It is well-known that the “economic benefit of noncompliance” is one of the factors to be evaluated in setting penalties under the Clean Water Act. Thus, it is not surprising that, after an oil spill at Citgo’s facility in Lake Charles, Louisiana, the 5th Circuit Court of Appeals was unhappy when the District Court “did not quantify the economic gain to Citgo, finding it virtually impossible to do so given the evidence.” The 5th Circuit directed the District Court to “consider its analysis of the [penalty] factors afresh after making a reasonable approximately of economic benefit.”
Determining the economic benefit of noncompliance can be difficult in these types of cases. A court must create a hypothetical new history, determining what would have been sufficient to prevent the spill, as well as figuring out what those actions would have cost at the time. However, it’s certainly no more difficult than many other decisions judges must make in the course of their days on the bench. If there’s any lesson for practitioners here, it’s got to be to put on a clear and comprehensive case and make it as easy as possible for the judge to accept your analysis.
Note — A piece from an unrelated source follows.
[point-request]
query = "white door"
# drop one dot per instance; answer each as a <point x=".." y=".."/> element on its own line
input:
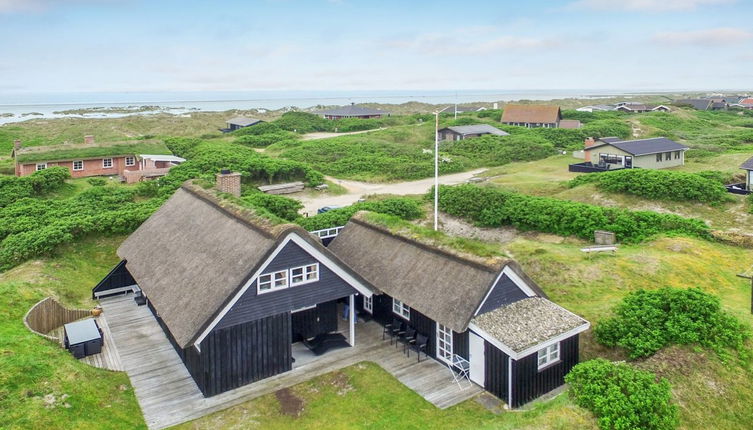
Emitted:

The more interesting part of the case may be that, on remand, the judge accepted EPA’s estimate of the economic benefit to Citgo of noncompliance — $91.7 million. The District Court also concluded that Citgo had been grossly negligent, although it was pretty much told to do so by the 5th Circuit, which stated that:
In our view, though, almost winning a highly risky gamble with the environment does not much affect the egregiousness of having been gambling in the first place.
Nonetheless, notwithstanding an economic benefit of noncompliance $91.7 million and a finding of gross negligence, the Court imposed a penalty of $81 million. In other words, based on the Court’s own findings, Citgo made an economically rational choice by not complying with the Clean Water Act.
It will be interesting to see what message the regulated community ultimately takes from the case.